Failure to eradicate polio could herald global return – costing countless lives, billions in savings and decades of progress.

Despite polio now being on the cusp of global eradication, experts say the final steps are the most challenging, particularly with continuing outbreaks of circulating vaccine-derived polio (cVDPV) and disruptions created by COVID-19.

To finish the mission, the GPEI needs to vaccinate over 400 million children across more than 50 countries every year, as well as conducting disease surveillance in over 70 countries.
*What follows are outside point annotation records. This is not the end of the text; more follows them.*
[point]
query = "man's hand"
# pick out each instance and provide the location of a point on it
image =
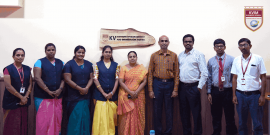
(174, 94)
(151, 94)
(235, 100)
(209, 97)
(261, 100)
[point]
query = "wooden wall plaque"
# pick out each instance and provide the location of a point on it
(125, 38)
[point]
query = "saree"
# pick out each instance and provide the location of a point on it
(49, 116)
(131, 111)
(105, 118)
(78, 117)
(15, 121)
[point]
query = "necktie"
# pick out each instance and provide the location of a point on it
(220, 84)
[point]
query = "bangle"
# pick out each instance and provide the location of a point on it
(15, 93)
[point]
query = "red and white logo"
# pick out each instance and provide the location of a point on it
(253, 17)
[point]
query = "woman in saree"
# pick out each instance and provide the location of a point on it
(48, 92)
(131, 99)
(105, 94)
(18, 85)
(78, 74)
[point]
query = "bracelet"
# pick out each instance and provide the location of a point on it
(15, 93)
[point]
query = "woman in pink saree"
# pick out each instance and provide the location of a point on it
(131, 98)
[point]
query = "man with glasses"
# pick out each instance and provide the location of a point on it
(219, 89)
(249, 84)
(163, 83)
(193, 75)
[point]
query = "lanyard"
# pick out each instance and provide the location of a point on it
(21, 77)
(244, 72)
(222, 64)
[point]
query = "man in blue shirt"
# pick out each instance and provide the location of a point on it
(219, 89)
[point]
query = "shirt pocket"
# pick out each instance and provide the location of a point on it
(253, 70)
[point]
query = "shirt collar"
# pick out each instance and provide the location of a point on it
(222, 57)
(247, 57)
(190, 52)
(167, 53)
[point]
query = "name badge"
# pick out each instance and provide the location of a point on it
(243, 81)
(223, 78)
(22, 90)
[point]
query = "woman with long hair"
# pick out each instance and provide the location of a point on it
(105, 94)
(18, 85)
(78, 74)
(131, 99)
(48, 92)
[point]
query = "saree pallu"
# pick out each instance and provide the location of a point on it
(15, 121)
(105, 118)
(131, 111)
(49, 116)
(78, 117)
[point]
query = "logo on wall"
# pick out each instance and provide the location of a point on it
(253, 17)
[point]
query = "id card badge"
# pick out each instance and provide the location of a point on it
(22, 90)
(223, 78)
(243, 81)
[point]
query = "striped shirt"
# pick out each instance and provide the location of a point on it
(213, 71)
(163, 67)
(192, 67)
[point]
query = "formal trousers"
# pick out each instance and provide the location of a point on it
(163, 92)
(190, 100)
(248, 102)
(222, 100)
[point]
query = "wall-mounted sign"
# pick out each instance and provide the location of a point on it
(253, 17)
(125, 38)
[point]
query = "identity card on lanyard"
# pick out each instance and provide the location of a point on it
(22, 89)
(243, 80)
(222, 77)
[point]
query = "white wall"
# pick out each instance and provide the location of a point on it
(68, 23)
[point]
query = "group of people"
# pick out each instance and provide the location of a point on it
(121, 110)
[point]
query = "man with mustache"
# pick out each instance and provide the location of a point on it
(219, 89)
(193, 75)
(249, 84)
(163, 83)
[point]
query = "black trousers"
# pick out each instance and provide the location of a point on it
(222, 100)
(163, 92)
(190, 100)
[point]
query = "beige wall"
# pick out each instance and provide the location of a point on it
(68, 23)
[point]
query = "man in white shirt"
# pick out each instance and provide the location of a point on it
(249, 83)
(193, 75)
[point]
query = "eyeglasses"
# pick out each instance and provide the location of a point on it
(244, 45)
(220, 46)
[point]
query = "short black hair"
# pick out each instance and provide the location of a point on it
(17, 49)
(244, 40)
(49, 44)
(219, 41)
(189, 35)
(132, 52)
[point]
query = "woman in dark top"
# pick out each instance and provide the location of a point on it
(105, 95)
(78, 74)
(18, 85)
(48, 92)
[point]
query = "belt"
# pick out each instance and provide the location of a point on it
(214, 87)
(164, 80)
(249, 92)
(190, 84)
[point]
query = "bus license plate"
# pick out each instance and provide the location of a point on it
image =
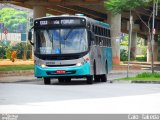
(60, 71)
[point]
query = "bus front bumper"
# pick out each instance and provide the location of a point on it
(73, 71)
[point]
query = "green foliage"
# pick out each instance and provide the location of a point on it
(141, 58)
(14, 20)
(118, 6)
(123, 55)
(145, 76)
(20, 48)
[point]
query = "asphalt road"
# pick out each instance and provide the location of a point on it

The GPEI warns that failure to eradicate polio from the last remaining strongholds could result in as many as 200,000 new cases globally every year, within 10 years.

The world could also risk losing between US $40-$50 billion in estimated savings that polio eradication would generate by 2035, funds which could be used to address other public health needs, including preventing future global epidemics and pandemics.

Australia’s role to play in helping the GPEI cross the finish line.

Australia has a long and proud history of catalysing the world to act on polio, which continues today.

It was an Australian Rotarian, Sir Clem Renouf who, in 1985, inspired Rotary International to focus its global grassroots reach to fundraise and advocate for polio. The passing of Sir Clem just a few months ago, aged 99, has provided fresh motivation to continue his legacy and finish the mission he started more than three decades ago.

The Australian Government has invested almost $100 million in the GPEI in recognition that investment in health security always provides a better return. WHO estimates the benefit of a continued AUD $15 million per year contribution would see 11.5 million children, nearly half the population of Australia, fully immunised against polio.

Last year, the Australian Government made a further $15 million commitment to the GPEI – however, Global Citizen and its advocacy partners have asked the Morrison Government to pledge an additional, supplementary, contribution to the GPEI of at least AUD $10 million to address the significant challenges COVID-19 presents to global polio eradication.

Australian Foreign Minister, Senator the Hon Marise Payne was also appointed the first-ever Polio Gender Champion as part of last year’s commitment, recognising the importance of gender-responsive eradication efforts across the world.